Today's guest author is artist, Terry Howell Stanley. This article has been edited and published with the author's permission. Find out how you can become a guest author.
Recently, I attended a telesummit designed for artists that contained a great deal of information on topics such as marketing art, social networking, legal issues, and the like. When I mentioned this seminar to other artists, I got a totally unexpected reaction that boiled down to, Why would you spend money on something like that?
Interestingly, I've heard similar statements where taking art workshops are concerned, and I have a sneaking suspicion that these sentiments might indicate a cross-industry issue. Here are three responses that I'd like to present to people who share these sentiments.

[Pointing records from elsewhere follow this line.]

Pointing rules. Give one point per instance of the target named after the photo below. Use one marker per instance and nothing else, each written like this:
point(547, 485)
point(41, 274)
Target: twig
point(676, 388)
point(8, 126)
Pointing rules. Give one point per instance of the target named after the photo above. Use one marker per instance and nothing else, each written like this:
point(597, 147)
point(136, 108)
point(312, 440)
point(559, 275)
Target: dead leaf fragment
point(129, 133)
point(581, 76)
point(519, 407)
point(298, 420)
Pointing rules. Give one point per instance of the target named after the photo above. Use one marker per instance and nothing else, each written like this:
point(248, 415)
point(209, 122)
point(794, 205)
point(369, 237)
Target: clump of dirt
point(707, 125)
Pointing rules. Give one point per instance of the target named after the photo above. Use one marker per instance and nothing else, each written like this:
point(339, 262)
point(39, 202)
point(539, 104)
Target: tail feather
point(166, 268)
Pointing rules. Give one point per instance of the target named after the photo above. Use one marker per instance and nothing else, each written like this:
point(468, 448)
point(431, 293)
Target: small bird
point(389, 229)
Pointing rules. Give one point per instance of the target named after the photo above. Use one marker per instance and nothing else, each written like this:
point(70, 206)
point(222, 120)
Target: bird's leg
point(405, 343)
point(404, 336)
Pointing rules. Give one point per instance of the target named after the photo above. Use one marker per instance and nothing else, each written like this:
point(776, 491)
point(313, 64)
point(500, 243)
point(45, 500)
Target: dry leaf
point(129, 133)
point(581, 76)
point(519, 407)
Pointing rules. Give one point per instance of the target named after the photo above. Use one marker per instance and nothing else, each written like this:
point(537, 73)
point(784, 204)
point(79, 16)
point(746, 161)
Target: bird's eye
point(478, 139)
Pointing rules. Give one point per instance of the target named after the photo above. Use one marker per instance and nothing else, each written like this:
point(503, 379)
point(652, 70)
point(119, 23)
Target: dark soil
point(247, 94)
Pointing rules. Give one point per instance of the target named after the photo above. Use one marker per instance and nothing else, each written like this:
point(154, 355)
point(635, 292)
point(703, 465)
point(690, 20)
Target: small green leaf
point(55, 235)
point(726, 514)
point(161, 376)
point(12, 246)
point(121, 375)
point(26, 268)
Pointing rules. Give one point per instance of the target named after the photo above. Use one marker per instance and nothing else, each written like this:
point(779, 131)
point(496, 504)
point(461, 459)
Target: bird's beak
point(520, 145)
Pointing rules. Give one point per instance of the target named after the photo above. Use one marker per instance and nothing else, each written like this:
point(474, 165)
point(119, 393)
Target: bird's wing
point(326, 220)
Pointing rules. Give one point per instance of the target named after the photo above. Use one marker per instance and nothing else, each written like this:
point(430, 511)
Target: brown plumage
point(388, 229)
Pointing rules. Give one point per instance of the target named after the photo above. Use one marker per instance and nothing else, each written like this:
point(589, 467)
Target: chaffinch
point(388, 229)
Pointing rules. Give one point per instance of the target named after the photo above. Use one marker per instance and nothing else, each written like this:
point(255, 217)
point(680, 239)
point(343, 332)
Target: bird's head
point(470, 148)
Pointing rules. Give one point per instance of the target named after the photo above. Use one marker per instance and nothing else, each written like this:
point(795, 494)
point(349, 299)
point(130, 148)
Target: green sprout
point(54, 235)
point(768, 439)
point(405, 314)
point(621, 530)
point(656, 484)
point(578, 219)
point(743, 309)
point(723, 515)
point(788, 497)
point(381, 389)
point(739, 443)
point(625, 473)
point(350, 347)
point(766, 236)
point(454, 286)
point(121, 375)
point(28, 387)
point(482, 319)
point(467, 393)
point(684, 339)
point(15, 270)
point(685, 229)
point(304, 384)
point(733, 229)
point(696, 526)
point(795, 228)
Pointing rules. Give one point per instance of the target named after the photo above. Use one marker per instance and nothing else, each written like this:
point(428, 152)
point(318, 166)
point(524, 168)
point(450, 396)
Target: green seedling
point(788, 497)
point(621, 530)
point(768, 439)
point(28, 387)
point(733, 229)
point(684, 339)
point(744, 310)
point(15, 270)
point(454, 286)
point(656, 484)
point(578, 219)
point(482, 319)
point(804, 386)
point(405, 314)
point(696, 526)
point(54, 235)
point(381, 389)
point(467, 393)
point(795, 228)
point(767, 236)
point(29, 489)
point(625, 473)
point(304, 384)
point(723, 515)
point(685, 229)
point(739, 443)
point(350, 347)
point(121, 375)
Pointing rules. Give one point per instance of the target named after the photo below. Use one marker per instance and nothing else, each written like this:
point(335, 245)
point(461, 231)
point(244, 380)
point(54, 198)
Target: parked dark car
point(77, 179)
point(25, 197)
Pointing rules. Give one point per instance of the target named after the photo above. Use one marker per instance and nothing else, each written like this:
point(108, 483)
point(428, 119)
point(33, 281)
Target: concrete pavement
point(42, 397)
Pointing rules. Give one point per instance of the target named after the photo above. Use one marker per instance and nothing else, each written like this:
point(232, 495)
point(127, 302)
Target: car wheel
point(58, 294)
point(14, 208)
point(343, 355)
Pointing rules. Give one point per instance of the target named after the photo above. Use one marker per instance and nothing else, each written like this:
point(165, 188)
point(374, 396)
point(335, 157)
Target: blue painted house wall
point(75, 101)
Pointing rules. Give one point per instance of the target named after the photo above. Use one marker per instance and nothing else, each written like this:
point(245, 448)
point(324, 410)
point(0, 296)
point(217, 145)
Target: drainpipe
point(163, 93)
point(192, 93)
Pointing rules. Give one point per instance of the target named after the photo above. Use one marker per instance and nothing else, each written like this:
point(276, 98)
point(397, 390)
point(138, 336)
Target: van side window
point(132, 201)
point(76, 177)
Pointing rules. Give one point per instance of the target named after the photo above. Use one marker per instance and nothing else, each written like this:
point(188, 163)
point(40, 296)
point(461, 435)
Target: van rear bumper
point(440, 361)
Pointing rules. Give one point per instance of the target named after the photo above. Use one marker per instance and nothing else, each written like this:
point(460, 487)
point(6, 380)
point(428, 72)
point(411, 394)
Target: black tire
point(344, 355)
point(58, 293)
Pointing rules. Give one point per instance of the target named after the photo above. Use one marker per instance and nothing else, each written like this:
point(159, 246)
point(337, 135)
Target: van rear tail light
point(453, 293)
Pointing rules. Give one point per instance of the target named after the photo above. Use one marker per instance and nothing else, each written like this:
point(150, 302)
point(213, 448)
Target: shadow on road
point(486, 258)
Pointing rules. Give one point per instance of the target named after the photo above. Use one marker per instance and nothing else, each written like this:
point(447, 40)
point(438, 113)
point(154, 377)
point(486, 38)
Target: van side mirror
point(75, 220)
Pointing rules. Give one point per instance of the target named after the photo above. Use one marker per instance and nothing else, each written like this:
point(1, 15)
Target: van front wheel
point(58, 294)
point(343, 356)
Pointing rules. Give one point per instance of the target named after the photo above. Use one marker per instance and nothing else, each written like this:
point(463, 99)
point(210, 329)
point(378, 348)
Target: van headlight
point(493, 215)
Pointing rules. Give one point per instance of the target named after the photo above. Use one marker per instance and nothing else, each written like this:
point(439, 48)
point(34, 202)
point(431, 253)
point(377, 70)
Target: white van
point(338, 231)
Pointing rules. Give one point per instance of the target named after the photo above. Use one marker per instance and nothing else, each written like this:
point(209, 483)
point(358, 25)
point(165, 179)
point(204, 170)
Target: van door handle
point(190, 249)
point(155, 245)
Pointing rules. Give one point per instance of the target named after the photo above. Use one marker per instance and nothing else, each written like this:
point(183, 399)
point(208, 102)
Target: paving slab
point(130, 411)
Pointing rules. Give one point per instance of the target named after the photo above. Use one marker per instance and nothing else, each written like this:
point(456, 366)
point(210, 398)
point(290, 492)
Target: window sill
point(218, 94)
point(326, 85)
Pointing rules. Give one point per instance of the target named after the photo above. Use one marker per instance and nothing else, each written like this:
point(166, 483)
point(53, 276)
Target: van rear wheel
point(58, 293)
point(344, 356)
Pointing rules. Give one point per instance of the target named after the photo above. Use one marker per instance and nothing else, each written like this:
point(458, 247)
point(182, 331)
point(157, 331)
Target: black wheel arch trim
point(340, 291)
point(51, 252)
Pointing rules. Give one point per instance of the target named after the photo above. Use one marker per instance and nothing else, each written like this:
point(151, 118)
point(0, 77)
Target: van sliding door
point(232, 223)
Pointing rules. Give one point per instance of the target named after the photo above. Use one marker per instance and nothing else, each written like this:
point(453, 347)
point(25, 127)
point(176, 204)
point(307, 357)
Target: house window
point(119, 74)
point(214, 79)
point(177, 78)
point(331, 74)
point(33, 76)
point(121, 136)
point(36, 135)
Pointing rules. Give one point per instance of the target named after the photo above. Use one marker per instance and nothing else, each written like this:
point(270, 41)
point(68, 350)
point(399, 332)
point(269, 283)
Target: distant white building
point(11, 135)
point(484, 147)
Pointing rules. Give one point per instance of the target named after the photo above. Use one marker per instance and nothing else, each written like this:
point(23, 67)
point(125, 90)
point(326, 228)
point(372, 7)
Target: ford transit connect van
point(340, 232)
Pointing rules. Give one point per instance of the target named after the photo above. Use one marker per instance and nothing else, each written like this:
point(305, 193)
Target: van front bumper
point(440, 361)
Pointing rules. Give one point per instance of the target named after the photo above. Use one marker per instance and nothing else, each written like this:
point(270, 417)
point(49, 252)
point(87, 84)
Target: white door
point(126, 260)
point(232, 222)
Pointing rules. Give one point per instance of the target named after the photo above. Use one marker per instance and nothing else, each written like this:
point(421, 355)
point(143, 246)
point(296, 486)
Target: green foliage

1) If you know everything you need to know, you might as well just lay down on the railroad tracks and wait for the evening train. NO ONE with the possible exception of my mother and Jack Richeson
knows everything, and even if you DO know know everything, approaching and accepting new ideas may lead you to a different perspective that will cause you to improve your art (or other business), your life or your self-awareness.
2) Paying money makes you listen harder. You'll want to get the most out of the seminar or workshop. Additionally, if you've done your research before signing up, you will already have ascertained that the person you're paying is successful in their field and has a good reputation as an instructor in their particular business. And here is an added bonus - professional training in your field is tax deductible!
3) Even if you (wrongly) think you're the best in your field, incorporating new ideas, techniques and strategies, you will prevent you from stagnating. Plus, if you acknowledge that you need to build upon current success in order to keep from stagnating, you'll stay ahead of the competition while keeping your work fresh. Your competitors might just end up nipping your heels instead of passing you by.